La rue d’Orléans ne sent ni la Pucelle ni le Cauchon, elle sent l’Impôt. Donc un peu le bûcher. Le bovidé rouan. On y dépose des enveloppes sans timbres d’un coté et l’on en sort radiographié de l’autre. Un armurier vous attend à l’angle. Duel ou suicide, l’esplanade vous accueille, ruiné, et sur le rectangle de vert gazon, au pied de la caserne, vous fourbissez vos armes en prenant un maximum de recul. Vous prenez Dieu à témoin et Bernadotte à partie ; mais c’est peine perdue : le coup a fait long feu avant les funérailles somptuaires et l’impôt sonnant et trébuchant n’a pas réintégré vos poches.
Dès lors, deux solutions : vous vous engagez plein ouest en suivant le cap 43.18N- 0.22W / 29.57N-90.04W pour arriver (en fin de journée) à La Nouvelle-Orléans, où vous attend un avocat du barreau qui plaide à Baton Rouge (c’est un ancien résident du n°15 de la rue que vous avez connu très jeune, mais pas du même coté des barreaux). Vous remontez le Mississipi en chantant du blues et disparaissez, avalé par un alligator, dettes payées, sans regret, dans la banlieue de Memphis, Tenessee. C’est ce qui s’appelle un grand destin (les alligators diraient un grand festin). C’est la première solution.

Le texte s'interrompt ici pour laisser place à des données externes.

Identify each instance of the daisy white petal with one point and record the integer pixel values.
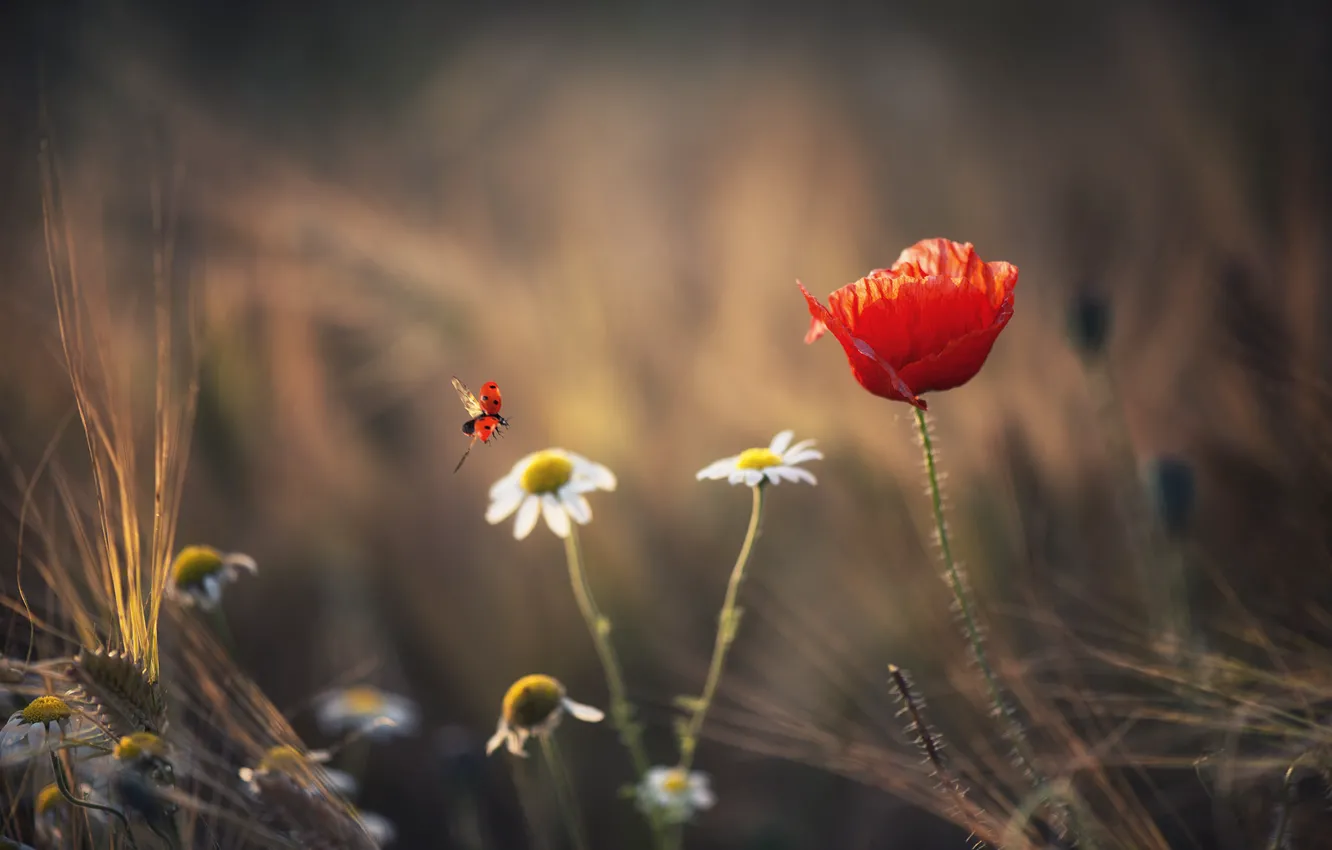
(556, 517)
(791, 458)
(577, 506)
(505, 502)
(526, 517)
(719, 469)
(794, 473)
(771, 465)
(585, 713)
(799, 446)
(781, 441)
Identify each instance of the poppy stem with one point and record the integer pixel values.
(621, 710)
(953, 573)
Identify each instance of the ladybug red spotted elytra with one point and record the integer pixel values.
(485, 421)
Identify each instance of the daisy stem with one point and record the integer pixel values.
(63, 784)
(727, 624)
(1012, 732)
(564, 790)
(621, 710)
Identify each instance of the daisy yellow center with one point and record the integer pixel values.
(45, 710)
(546, 473)
(675, 782)
(48, 798)
(532, 700)
(281, 758)
(362, 700)
(758, 458)
(195, 564)
(137, 745)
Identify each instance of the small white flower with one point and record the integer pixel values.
(674, 794)
(366, 710)
(37, 728)
(533, 706)
(380, 829)
(550, 482)
(755, 466)
(200, 573)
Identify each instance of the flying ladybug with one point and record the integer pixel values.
(485, 421)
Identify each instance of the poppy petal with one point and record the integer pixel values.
(870, 369)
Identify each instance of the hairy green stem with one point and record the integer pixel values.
(1012, 726)
(727, 624)
(564, 790)
(63, 785)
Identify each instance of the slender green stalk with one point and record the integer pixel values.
(63, 785)
(727, 624)
(1012, 726)
(564, 790)
(621, 710)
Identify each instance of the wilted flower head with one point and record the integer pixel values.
(923, 325)
(1172, 490)
(1088, 323)
(549, 482)
(199, 574)
(755, 466)
(674, 794)
(304, 768)
(533, 706)
(35, 729)
(366, 710)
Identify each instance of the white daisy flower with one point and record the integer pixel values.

Malheureusement, il y en a une autre. Comme sur la verte prairie vous n’avez guère réglé vos comptes, et que les footballeurs arrivent avec des ballons fibrillés orange (29.90 € tout compris chez...), vous retournez d’où vous venez, content d’avoir, après tout, par votre tribut contribué à l’enrichissement de la cité et à sa bonne gestion financière et sociale. Mais, en repassant devant certains numéros impairs, la tristesse vous envahit. Les portes, démesurément hautes et étrangement étroites vous évoquent votre ami, qui doit encore attendre sur les docks du lac Ponchartrain, une bouteille de rhum en main et un cornet (à pistons) en bouche. Vous regrettez soudain de ne pas avoir succombé à la tentation de l’évasion fiscale et pénétrez par la porte bleue dans l’immeuble aux hauts plafonds, telle une ombre du soir étrusque (IIIème siècle avant JC découverte à Volterra et en vente dans toutes les boutiques à touristes de Toscane). L’escalier est parqueté, ce qui est normal chez des magistrats (m’a confié un juge d’instruction instruit qui venait récemment de changer de statut) mais il n’y a pas de balustres sous la main-courante, ce qui est louche chez les gens de robe. Une femme, jeune, entre deux étages vous croise ; c’est Jeanne d’Arc, poursuivie par un lord Anglais, petit-fils de Benjamin Jonson (1572-1637), qui tente de la séduire (vous dit-elle au passage) en lui récitant le monologue de Mosca, dans Volpone, appris par coeur chez M. Mourtérot. Elle emporte des négatifs de Bettina Rheims au cabinet de radiologie d’à-coté pour préparer son press-book. Un remake du film de Besson-Bresson-Rivette. Vous remarquez son air inspiré, ses jambes finement sculptées et son regard de braise. Mais au troisième, sur le palier, vous attend votre épouse, Katherina. Toujours en retard, ronchonne-t-elle. C’est vrai, vous aviez oublié qu’aujourd’hui, vous divorciez. Et l’avocat vous attend.
Rue d’Orléans, la vie est un long Mississipi bien gris.